Mit Chelsea hatte Rüdiger die Merengues am Rande des Ausscheidens, am Ende schlugen die Madrilenen mit einer furiosen Aufholjagd zurück – auch dank des Estadio Santiago Bernabéu. Lange geht nichts, lange ist es ruhig – aber dann kommt dieser eine Moment, der das Stadion beben und den Gegner erstarren lässt. Die Fans hier haben ein extrem hohes Fußballverständnis und wissen genau, wann sie für die Mannschaft da sein müssen“, so Rüdiger über den Mythos an der Concha Espina.

„So etwas hat noch kein Trainer für mich gemacht“

Der gebürtige Berliner absolvierte für seinen neuen Klub bislang neun Pflichtspiele, wovon Real alle gewann und stand dabei viermal in der Startelf. Die Ergebnisse passen, wir haben als Mannschaft sehr viel Spaß und ich habe mich super eingelebt. Ehrlich gesagt hat es mir eine Mannschaft noch nie so einfach gemacht, mich auf Anhieb zurecht zu finden“, versicherte er.

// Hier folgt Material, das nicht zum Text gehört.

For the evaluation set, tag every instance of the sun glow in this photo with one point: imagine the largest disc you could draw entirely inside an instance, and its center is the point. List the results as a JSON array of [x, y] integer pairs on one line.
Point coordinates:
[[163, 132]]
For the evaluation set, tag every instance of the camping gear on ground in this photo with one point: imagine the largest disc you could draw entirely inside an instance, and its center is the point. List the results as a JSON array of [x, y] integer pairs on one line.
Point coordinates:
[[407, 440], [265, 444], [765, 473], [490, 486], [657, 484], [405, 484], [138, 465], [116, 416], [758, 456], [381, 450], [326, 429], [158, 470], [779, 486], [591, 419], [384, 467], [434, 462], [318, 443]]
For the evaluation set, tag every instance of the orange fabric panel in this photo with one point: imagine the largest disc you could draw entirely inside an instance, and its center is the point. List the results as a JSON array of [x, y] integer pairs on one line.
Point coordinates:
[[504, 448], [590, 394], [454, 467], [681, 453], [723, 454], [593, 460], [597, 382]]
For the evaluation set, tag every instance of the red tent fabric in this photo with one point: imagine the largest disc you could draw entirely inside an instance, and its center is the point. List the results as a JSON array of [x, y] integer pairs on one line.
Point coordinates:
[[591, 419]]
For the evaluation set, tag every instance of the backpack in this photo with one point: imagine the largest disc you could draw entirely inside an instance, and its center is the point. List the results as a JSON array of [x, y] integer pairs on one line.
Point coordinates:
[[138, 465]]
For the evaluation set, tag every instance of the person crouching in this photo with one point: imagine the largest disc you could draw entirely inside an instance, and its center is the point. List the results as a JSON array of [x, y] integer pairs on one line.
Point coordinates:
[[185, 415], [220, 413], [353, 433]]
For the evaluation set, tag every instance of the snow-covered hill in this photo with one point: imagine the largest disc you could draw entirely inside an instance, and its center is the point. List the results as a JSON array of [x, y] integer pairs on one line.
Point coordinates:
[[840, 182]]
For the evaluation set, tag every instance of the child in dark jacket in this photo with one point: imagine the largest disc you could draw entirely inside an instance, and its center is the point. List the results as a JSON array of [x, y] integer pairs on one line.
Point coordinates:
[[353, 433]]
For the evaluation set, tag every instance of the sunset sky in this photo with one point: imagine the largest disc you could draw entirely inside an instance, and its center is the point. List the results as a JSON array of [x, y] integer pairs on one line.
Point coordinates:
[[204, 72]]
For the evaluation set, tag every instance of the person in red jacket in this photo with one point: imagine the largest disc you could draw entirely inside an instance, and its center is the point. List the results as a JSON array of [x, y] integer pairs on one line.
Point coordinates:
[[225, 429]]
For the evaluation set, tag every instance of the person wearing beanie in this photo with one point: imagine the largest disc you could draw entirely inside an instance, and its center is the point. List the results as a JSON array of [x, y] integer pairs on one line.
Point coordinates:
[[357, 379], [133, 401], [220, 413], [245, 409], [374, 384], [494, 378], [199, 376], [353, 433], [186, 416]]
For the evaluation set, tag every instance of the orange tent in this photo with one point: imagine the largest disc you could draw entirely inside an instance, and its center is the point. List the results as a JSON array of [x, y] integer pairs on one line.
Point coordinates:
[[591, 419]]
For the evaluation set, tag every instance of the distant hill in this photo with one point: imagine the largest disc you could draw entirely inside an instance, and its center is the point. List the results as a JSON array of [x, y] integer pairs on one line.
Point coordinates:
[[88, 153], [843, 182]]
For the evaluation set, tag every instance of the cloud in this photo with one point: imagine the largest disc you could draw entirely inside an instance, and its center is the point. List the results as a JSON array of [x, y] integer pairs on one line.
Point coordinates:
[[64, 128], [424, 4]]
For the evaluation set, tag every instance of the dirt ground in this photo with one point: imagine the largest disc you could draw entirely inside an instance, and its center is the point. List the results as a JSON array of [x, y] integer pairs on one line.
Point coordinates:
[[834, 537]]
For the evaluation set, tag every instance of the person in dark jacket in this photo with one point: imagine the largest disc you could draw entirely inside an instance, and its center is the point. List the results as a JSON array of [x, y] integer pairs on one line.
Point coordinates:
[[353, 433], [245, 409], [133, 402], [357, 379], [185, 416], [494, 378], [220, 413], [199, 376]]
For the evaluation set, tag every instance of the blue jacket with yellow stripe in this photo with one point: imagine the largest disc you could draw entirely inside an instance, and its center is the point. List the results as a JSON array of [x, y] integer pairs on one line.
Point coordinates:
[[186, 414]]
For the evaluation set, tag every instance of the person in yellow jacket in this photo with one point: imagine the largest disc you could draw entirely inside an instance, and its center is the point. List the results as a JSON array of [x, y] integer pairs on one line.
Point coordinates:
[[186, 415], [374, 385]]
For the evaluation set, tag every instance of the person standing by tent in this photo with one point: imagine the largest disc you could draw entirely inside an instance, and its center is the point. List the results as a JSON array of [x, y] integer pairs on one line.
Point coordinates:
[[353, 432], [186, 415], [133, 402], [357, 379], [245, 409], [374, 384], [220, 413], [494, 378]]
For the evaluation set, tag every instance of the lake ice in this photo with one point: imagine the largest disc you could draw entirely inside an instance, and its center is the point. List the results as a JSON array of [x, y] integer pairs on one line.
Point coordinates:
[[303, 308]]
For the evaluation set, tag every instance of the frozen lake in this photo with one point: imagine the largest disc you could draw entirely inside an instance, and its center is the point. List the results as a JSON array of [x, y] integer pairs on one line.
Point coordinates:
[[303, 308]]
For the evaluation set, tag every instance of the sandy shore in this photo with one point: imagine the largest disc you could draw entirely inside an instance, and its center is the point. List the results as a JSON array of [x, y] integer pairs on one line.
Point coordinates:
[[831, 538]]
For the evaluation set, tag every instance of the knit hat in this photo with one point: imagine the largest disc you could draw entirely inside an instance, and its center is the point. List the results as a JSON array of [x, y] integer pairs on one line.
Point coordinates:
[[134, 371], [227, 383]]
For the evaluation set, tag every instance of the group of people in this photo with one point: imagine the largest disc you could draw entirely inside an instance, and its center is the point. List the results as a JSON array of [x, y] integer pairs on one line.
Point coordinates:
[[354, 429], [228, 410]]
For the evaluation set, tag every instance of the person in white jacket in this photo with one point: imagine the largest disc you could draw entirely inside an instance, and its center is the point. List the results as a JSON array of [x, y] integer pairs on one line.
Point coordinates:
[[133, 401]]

Einen Anteil daran trägt auch Coach Carlo Ancelotti. Der Italiener überraschte Rüdiger bereits einen Tag vor seiner Präsentation daheim. Der Innenverteidiger erzählte, dass der 63-Jährige sich zu seiner Familie an den Tisch saß und mitaß. „Ganz normal, ganz bodenständig“ sei Ancelotti, so Rüdiger: „Zwei Stunden war er da, wir haben uns über alles unterhalten. Ich bin ehrlich, so etwas habe ich noch nie erlebt, so etwas hat noch kein Trainer für mich gemacht. Nach den paar Monaten mit ihm muss ich sagen: Was den Umgang mit Spielern angeht, ist Ancelotti unantastbar. Don Carlo halt, eine Trainer-Legende – der hat schon Champions-League-Titel gesammelt, als ich noch ein Kind war. Mit ihm jetzt täglich und beim erfolgreichsten Verein der Welt zusammenzuarbeiten, ist wunderbar.“

„Hier geht es nur ums Gewinnen“

Erlebnisse wie diese und die Tatsache, es zu Real Madrid zu schaffen, erscheint Rüdiger immer noch unglaublich. Ich kann das nicht als Traum bezeichnen. Mein Traum war es immer, in der Premier League zu spielen. Real Madrid war Fantasie, etwas Größeres – aber einfach nicht nah genug für mich. So richtig realisiert habe ich das auch erst nach meinem Umzug. Ich saß dann plötzlich in meinem Haus und konnte es nicht glauben, es war ein brutal schönes Gefühl. Dann die Begegnung mit Ancelotti und meine Präsentation einen Tag später … Ich hätte nie gedacht, dass ich so etwas mal erleben werde!“, erklärte er demütig.

Rüdiger weiter: Die Wucht des Vereins ist riesig. Man kann es sich als Außenstehender zwar ungefähr vorstellen, es dann aber selbst zu erleben ist etwas ganz anderes. Hier geht es nur ums Gewinnen. Es gibt keine andere Option. Wenn ich Jungs wie Luka, Toni oder Karim anschaue – die sind so tiefenentspannt, für die ist sogar ein Finale das Normalste der Welt.“ Großartig nervös sei er selbst nie vor Spielen, „aber es reicht schon, wenn ich einen kleinen Tritt bekomme, dann kommt eine extreme Energie in mir hoch“. Energie, die sich auf dem Platz bemerkbar macht – und der Grund ist, weshalb Real Madrid im Sommer zugeschlagen hat.